Note III: If you cannot find palm-oil, use moambé sauce (aka mwambe or nyembwé). Moambé sauce is a flavourful greasy pulp made by boiling mashed palm-nut fruits and straining out the kernels and skins. If even moambé sauce is unavailable (where ARE you living?!?!), just toss in some canned palm-soup concentrate (noix de palme, or sauce greine) into the pot.
Palm-oil, moambé sauce, and palm-soup concentrate add that authentic flavour to African foods - all are also good with meat stews and fricasseed chicken.
Some people add a scoop peanut butter or some coconut milk, either in addition or in-lieu of - this too is good.
Note IV: The pinch of wood ash gives it the flavour of the crude salt used locally - a tiny pinch of baking soda is also good in this regard.
Note V: Fufu are West-African dumplings, very comparable to Surinamese Tongtong. Whatever starchy product is used (polenta, plantains, yams, manioc, etcetera) is first boiled till edible, than pounded to a paste resembling stiff mashed potato, and rolled into balls. These then are either dumped into soupy dishes (rather like matze-balls), or served as the staple on the side with the main-dishes and vegetable dishes, portions to be pinched off and sopped with the greens or sauces.
The mash can also be spread in a baking pan, brushed with butter or oil and browned a bit under the broiler. Depending on how moist it is, it can be then cut or scooped.
Surinamese usually use plantains as the dumpling material, as is also very common in Ghana and Dahomey.

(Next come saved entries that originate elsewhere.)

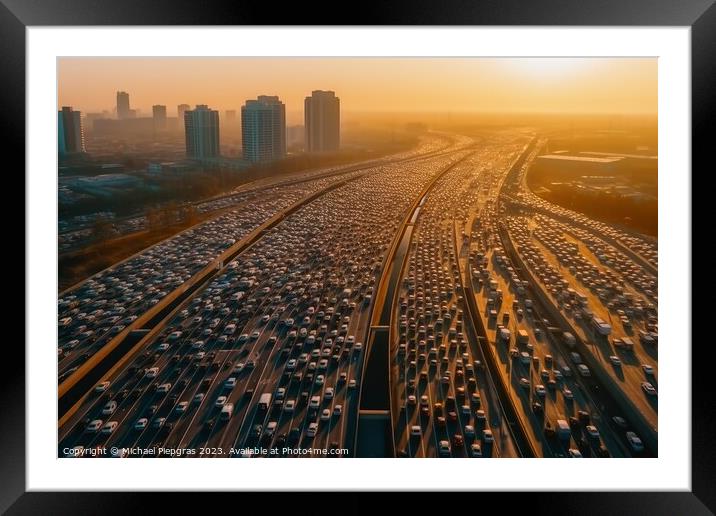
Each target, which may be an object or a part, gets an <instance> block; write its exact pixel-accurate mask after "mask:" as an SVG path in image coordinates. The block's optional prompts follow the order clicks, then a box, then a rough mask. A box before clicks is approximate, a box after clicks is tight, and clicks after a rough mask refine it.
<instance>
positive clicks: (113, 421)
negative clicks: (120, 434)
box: [102, 421, 119, 434]
mask: <svg viewBox="0 0 716 516" xmlns="http://www.w3.org/2000/svg"><path fill="white" fill-rule="evenodd" d="M118 426H119V423H117V422H116V421H107V422H106V423H105V424H104V426H103V427H102V433H103V434H111V433H112V432H114V431H115V430H116V429H117V427H118Z"/></svg>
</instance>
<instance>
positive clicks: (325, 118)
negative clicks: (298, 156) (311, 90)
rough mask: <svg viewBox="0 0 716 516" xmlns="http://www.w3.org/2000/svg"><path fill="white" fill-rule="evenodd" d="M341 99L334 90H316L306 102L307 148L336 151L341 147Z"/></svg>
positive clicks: (309, 97) (305, 117)
mask: <svg viewBox="0 0 716 516" xmlns="http://www.w3.org/2000/svg"><path fill="white" fill-rule="evenodd" d="M340 112H341V101H340V99H339V98H338V97H336V94H335V92H333V91H322V90H315V91H313V92H312V93H311V96H310V97H306V100H305V102H304V125H305V128H306V137H305V149H306V151H307V152H335V151H337V150H338V149H339V147H340V140H341V137H340V131H341V129H340V127H341V114H340Z"/></svg>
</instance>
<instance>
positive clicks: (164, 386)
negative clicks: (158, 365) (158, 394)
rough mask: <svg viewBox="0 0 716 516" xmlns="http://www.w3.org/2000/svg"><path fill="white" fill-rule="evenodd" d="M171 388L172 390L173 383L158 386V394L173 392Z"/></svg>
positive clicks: (159, 385)
mask: <svg viewBox="0 0 716 516" xmlns="http://www.w3.org/2000/svg"><path fill="white" fill-rule="evenodd" d="M171 388H172V384H171V383H163V384H161V385H159V386H157V392H158V393H159V394H166V393H168V392H169V391H170V390H171Z"/></svg>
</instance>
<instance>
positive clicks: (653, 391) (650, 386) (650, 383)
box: [641, 382, 657, 396]
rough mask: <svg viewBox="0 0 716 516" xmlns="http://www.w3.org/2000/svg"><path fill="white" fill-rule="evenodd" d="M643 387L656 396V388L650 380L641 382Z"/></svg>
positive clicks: (646, 391) (648, 391)
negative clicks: (650, 381) (653, 385)
mask: <svg viewBox="0 0 716 516" xmlns="http://www.w3.org/2000/svg"><path fill="white" fill-rule="evenodd" d="M641 388H642V389H643V390H644V392H645V393H647V394H648V395H649V396H656V394H657V393H656V389H655V388H654V386H653V385H652V384H651V383H650V382H641Z"/></svg>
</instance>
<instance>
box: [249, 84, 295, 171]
mask: <svg viewBox="0 0 716 516" xmlns="http://www.w3.org/2000/svg"><path fill="white" fill-rule="evenodd" d="M241 140H242V145H243V152H244V159H246V160H248V161H252V162H257V161H271V160H275V159H280V158H283V157H284V156H285V155H286V106H285V105H284V104H283V102H281V101H280V100H279V99H278V97H277V96H269V95H259V97H257V98H256V100H247V101H246V104H244V105H243V106H242V107H241Z"/></svg>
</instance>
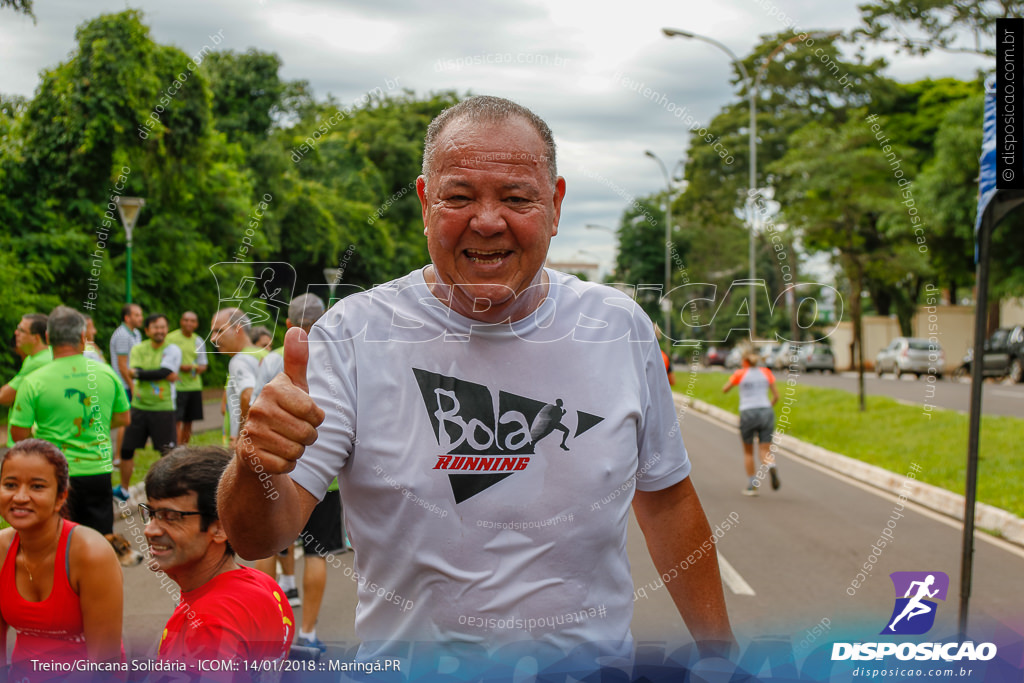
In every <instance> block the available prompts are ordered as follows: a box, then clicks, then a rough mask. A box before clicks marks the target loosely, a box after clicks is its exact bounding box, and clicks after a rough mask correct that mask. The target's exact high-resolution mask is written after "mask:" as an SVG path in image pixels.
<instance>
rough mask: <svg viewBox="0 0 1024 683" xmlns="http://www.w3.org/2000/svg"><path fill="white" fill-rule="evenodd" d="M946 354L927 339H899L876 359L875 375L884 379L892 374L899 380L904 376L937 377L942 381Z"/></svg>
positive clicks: (874, 372)
mask: <svg viewBox="0 0 1024 683" xmlns="http://www.w3.org/2000/svg"><path fill="white" fill-rule="evenodd" d="M945 366H946V354H945V351H943V350H942V346H940V345H939V344H937V343H935V344H933V343H932V342H930V341H929V340H927V339H919V338H913V337H897V338H896V339H894V340H892V342H891V343H890V344H889V346H887V347H885V348H884V349H882V350H881V351H879V354H878V355H877V356H876V357H874V374H876V375H878V376H879V377H882V375H884V374H885V373H892V374H893V375H895V376H896V379H899V378H900V377H902V376H903V375H906V374H909V375H916V376H918V378H919V379H920V378H921V376H922V375H935V377H936V378H937V379H942V372H943V370H944V368H945Z"/></svg>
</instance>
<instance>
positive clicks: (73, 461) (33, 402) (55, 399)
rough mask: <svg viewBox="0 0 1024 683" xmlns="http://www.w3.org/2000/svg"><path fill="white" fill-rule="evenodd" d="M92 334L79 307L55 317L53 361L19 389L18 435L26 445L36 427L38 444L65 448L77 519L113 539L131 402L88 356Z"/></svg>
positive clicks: (117, 379)
mask: <svg viewBox="0 0 1024 683" xmlns="http://www.w3.org/2000/svg"><path fill="white" fill-rule="evenodd" d="M85 328H86V321H85V316H84V315H82V314H81V313H80V312H78V311H77V310H75V309H74V308H69V307H68V306H57V307H56V308H54V309H53V312H51V313H50V315H49V319H48V322H47V331H46V337H47V339H48V341H49V343H50V344H51V345H52V348H53V360H52V361H51V362H49V364H47V365H45V366H43V367H42V368H40V369H39V370H37V371H36V372H35V373H33V374H32V376H31V377H28V378H27V379H26V380H25V382H24V383H23V384H22V387H20V389H18V392H17V398H16V399H15V401H14V409H13V411H12V412H11V419H10V424H11V435H12V436H13V437H14V440H15V441H22V440H25V439H27V438H30V437H31V436H32V435H33V434H32V430H33V428H35V436H36V438H41V439H45V440H47V441H49V442H50V443H53V444H54V445H56V446H57V447H58V449H60V451H61V452H63V454H65V456H66V457H67V458H68V468H69V473H70V474H71V488H70V495H69V497H68V508H69V519H71V520H72V521H75V522H78V523H80V524H85V525H86V526H91V527H92V528H94V529H96V530H97V531H99V532H100V533H112V532H113V531H114V498H113V494H112V490H111V472H112V471H113V469H114V467H113V464H112V454H113V446H112V444H111V429H112V428H117V427H121V426H124V425H127V424H128V422H129V420H130V415H129V412H128V410H129V405H128V396H127V394H126V393H125V390H124V387H123V386H122V384H121V381H120V380H119V379H118V378H117V375H115V374H114V371H113V370H111V367H110V366H108V365H106V364H105V362H98V361H96V360H94V359H92V358H87V357H85V356H84V355H83V351H84V350H85V338H86V332H85Z"/></svg>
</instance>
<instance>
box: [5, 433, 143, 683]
mask: <svg viewBox="0 0 1024 683" xmlns="http://www.w3.org/2000/svg"><path fill="white" fill-rule="evenodd" d="M68 487H69V478H68V461H67V460H66V459H65V457H63V454H61V453H60V451H59V450H58V449H57V447H56V446H55V445H53V444H52V443H49V442H48V441H43V440H41V439H26V440H24V441H20V442H18V443H17V444H16V445H15V446H14V447H13V449H11V450H10V451H8V452H7V453H6V454H5V455H4V457H3V461H2V463H0V515H2V516H3V518H4V519H5V520H6V521H7V522H8V523H9V524H10V525H11V528H5V529H3V530H0V561H2V564H0V666H3V665H5V664H6V656H7V655H6V651H7V648H6V645H7V629H8V627H10V628H11V629H13V630H14V632H15V634H16V637H15V640H14V650H13V652H12V654H11V664H12V667H13V668H14V669H15V670H16V669H18V668H23V669H26V673H29V672H31V671H32V666H31V664H30V661H31V660H32V659H39V660H42V661H73V660H75V659H92V660H95V661H106V660H120V659H121V658H122V657H123V649H122V645H121V623H122V618H123V603H124V592H123V584H124V578H123V575H122V573H121V565H120V563H119V562H118V560H117V555H116V554H115V553H114V549H113V548H112V547H111V545H110V543H108V542H106V540H105V539H104V538H103V537H102V536H100V535H99V533H98V532H97V531H95V530H94V529H91V528H89V527H86V526H79V525H77V524H75V523H74V522H70V521H68V520H66V519H63V517H61V515H60V510H61V508H62V507H63V504H65V502H66V501H67V500H68ZM19 663H23V664H22V666H20V667H19ZM38 676H39V675H38V674H37V675H36V676H34V677H33V678H37V677H38Z"/></svg>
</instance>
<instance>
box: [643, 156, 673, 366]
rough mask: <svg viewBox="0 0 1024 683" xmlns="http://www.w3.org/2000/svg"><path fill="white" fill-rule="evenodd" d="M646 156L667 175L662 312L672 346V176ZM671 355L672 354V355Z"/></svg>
mask: <svg viewBox="0 0 1024 683" xmlns="http://www.w3.org/2000/svg"><path fill="white" fill-rule="evenodd" d="M644 155H645V156H647V157H650V158H651V159H653V160H654V161H656V162H657V165H658V166H659V167H660V168H662V173H663V174H664V175H665V186H666V190H667V191H668V196H667V198H666V200H665V296H664V297H663V298H662V310H663V311H664V312H665V330H664V332H665V339H666V344H667V345H668V346H670V347H671V346H672V301H671V300H670V299H669V292H671V291H672V253H671V251H670V249H671V247H672V176H670V175H669V169H668V168H667V167H666V166H665V163H664V162H663V161H662V160H660V159H659V158H658V157H657V155H655V154H654V153H653V152H651V151H650V150H646V151H645V152H644ZM670 355H671V354H670Z"/></svg>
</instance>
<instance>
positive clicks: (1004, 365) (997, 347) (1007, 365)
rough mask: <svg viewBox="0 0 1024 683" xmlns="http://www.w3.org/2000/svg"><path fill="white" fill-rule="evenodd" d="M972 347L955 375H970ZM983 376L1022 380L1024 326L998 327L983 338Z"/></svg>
mask: <svg viewBox="0 0 1024 683" xmlns="http://www.w3.org/2000/svg"><path fill="white" fill-rule="evenodd" d="M973 358H974V349H968V354H967V355H966V356H965V357H964V362H963V364H962V365H961V367H959V369H958V370H957V371H956V377H970V376H971V364H972V361H973ZM981 368H982V376H983V377H1009V378H1010V379H1011V380H1013V381H1014V382H1021V381H1024V326H1021V325H1018V326H1017V327H1014V328H999V329H998V330H996V331H995V332H993V333H992V334H991V336H989V338H988V339H987V340H985V355H984V360H983V362H982V366H981Z"/></svg>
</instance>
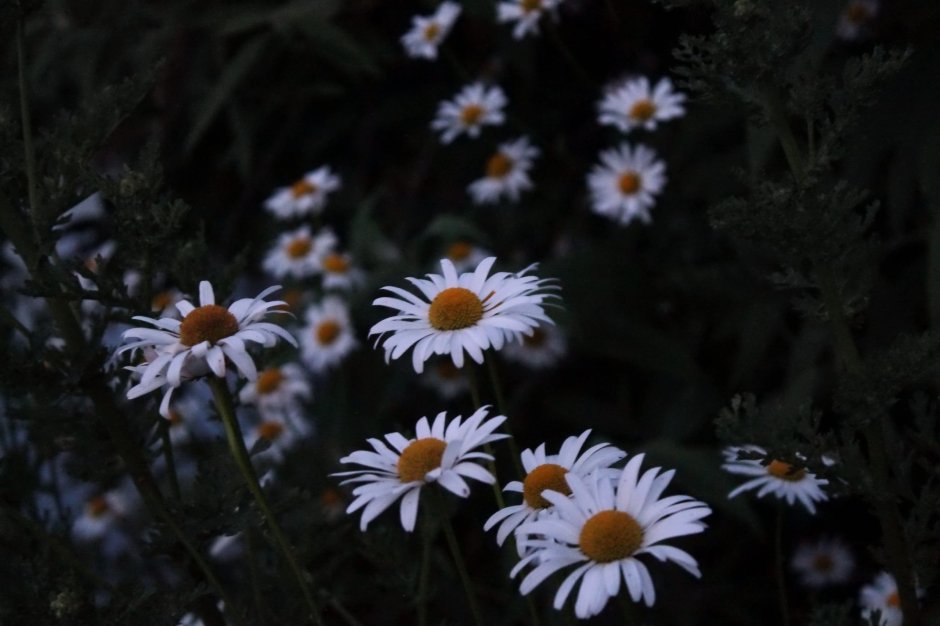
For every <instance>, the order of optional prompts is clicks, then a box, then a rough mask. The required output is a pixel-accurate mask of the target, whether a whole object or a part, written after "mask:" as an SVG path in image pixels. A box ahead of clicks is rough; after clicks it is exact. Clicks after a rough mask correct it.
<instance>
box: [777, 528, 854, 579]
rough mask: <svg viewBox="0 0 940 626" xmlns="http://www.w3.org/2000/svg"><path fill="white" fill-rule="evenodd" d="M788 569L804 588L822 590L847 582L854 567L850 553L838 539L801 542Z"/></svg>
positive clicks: (851, 574) (838, 539) (850, 574)
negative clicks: (799, 579) (794, 574)
mask: <svg viewBox="0 0 940 626" xmlns="http://www.w3.org/2000/svg"><path fill="white" fill-rule="evenodd" d="M790 567H792V568H793V570H794V571H795V572H796V573H797V574H799V576H800V582H802V583H803V585H804V586H806V587H812V588H813V589H822V588H823V587H828V586H830V585H842V584H844V583H846V582H848V580H849V577H850V576H851V575H852V569H853V568H854V567H855V557H853V556H852V551H851V550H849V548H848V546H846V545H845V543H844V542H842V541H841V540H839V539H820V540H819V541H816V542H814V543H809V542H803V543H801V544H800V546H799V547H798V548H797V549H796V552H794V553H793V558H792V559H791V561H790Z"/></svg>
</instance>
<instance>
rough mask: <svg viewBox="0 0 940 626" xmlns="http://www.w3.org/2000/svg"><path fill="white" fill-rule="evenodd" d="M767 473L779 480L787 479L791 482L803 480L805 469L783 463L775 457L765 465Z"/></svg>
mask: <svg viewBox="0 0 940 626" xmlns="http://www.w3.org/2000/svg"><path fill="white" fill-rule="evenodd" d="M767 473H768V474H770V475H771V476H773V477H775V478H779V479H780V480H789V481H792V482H797V481H799V480H803V477H804V476H806V470H805V469H802V468H799V467H793V466H792V465H790V464H789V463H784V462H783V461H778V460H777V459H774V460H773V461H771V462H770V463H769V464H768V465H767Z"/></svg>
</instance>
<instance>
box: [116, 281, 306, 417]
mask: <svg viewBox="0 0 940 626" xmlns="http://www.w3.org/2000/svg"><path fill="white" fill-rule="evenodd" d="M278 289H280V286H274V287H268V288H267V289H265V290H264V291H262V292H261V293H260V294H258V295H257V296H256V297H254V298H242V299H240V300H236V301H235V302H233V303H232V304H231V305H229V307H228V309H226V308H225V307H223V306H220V305H217V304H216V303H215V293H214V292H213V290H212V285H211V284H210V283H209V281H205V280H204V281H202V282H201V283H199V306H198V307H197V306H195V305H193V304H192V303H190V302H189V301H188V300H180V301H179V302H177V303H176V308H177V310H178V311H179V313H180V315H182V316H183V319H182V321H180V320H178V319H174V318H169V317H161V318H159V319H153V318H150V317H143V316H136V317H134V319H135V320H139V321H141V322H146V323H148V324H151V325H153V326H156V328H131V329H130V330H127V331H125V332H124V338H125V339H134V340H136V341H133V342H131V343H128V344H125V345H124V346H122V347H121V348H119V350H118V354H121V353H123V352H127V351H129V350H137V349H138V348H142V349H144V351H145V352H146V351H147V350H148V349H151V350H152V352H151V354H152V355H153V358H152V359H151V360H149V361H148V362H147V363H144V364H141V365H139V366H136V367H133V366H132V367H130V368H128V369H131V370H136V371H137V372H139V373H140V374H141V378H140V382H138V383H137V384H136V385H134V386H133V387H131V388H130V389H128V391H127V398H128V399H129V400H133V399H134V398H139V397H140V396H142V395H144V394H147V393H150V392H151V391H155V390H157V389H160V388H161V387H164V386H165V387H167V391H166V394H165V395H164V396H163V401H162V402H161V403H160V415H162V416H163V417H168V416H169V413H168V410H169V406H170V396H171V394H172V393H173V390H174V389H175V388H177V387H179V386H180V385H181V384H182V382H183V379H184V378H193V377H196V376H202V375H204V374H208V373H209V372H211V373H212V374H214V375H215V376H218V377H220V378H221V377H224V376H225V372H226V359H228V360H230V361H231V362H232V363H233V364H234V365H235V368H236V369H237V370H238V372H239V373H241V375H242V376H244V377H245V378H247V379H248V380H252V381H253V380H255V378H256V377H257V369H256V368H255V362H254V361H253V360H252V357H251V355H249V354H248V350H247V348H246V346H245V344H246V342H253V343H259V344H261V345H263V346H264V347H271V346H273V345H274V344H276V343H277V339H278V337H280V338H281V339H284V340H285V341H287V342H288V343H290V344H291V345H293V346H296V345H297V343H296V342H295V341H294V338H293V337H292V336H291V335H290V333H288V332H287V331H286V330H284V329H283V328H281V327H280V326H278V325H276V324H272V323H271V322H266V321H263V320H264V318H265V317H266V316H267V315H268V314H269V313H282V312H283V311H271V309H272V308H274V307H278V306H281V305H283V304H284V303H283V302H282V301H280V300H273V301H270V302H266V301H265V300H264V298H265V297H266V296H268V295H269V294H271V293H273V292H275V291H277V290H278Z"/></svg>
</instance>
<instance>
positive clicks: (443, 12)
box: [401, 2, 460, 60]
mask: <svg viewBox="0 0 940 626" xmlns="http://www.w3.org/2000/svg"><path fill="white" fill-rule="evenodd" d="M459 15H460V5H459V4H457V3H456V2H442V3H441V5H440V6H439V7H437V11H435V12H434V14H433V15H428V16H427V17H422V16H415V17H413V18H411V30H409V31H408V32H407V33H405V34H404V35H402V38H401V43H402V45H403V46H404V47H405V52H407V53H408V56H410V57H412V58H414V59H421V58H424V59H432V60H433V59H436V58H437V48H438V46H440V45H441V44H442V43H443V42H444V39H446V38H447V35H448V34H449V33H450V29H451V28H453V26H454V22H456V21H457V17H458V16H459Z"/></svg>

Tongtong fu bana (plaintain dumplings) in pinda brafu (peanut soup) is a wonderful party dish wich is sure to elicit cries of delighted regognition from not only your Surinamese guests, but also any West-Africans you invite. Just remember to use a good rich chicken broth as the base of the soup. A few fresh whole green chilies floated in the soup during the last twenty minutes of cooking will add their resinous perfume but no heat (remove carefully to prevent them breaking and releasing piquancy) - aficionados may eat them with their meal.
Afterthought: You need some piripiri with this. If your local market does not carry piripiri, pound fresh Thai birdseye chilies (or long Tabasco peppers) with a little salt, and make the pulp saucy by thinning it with vinegar.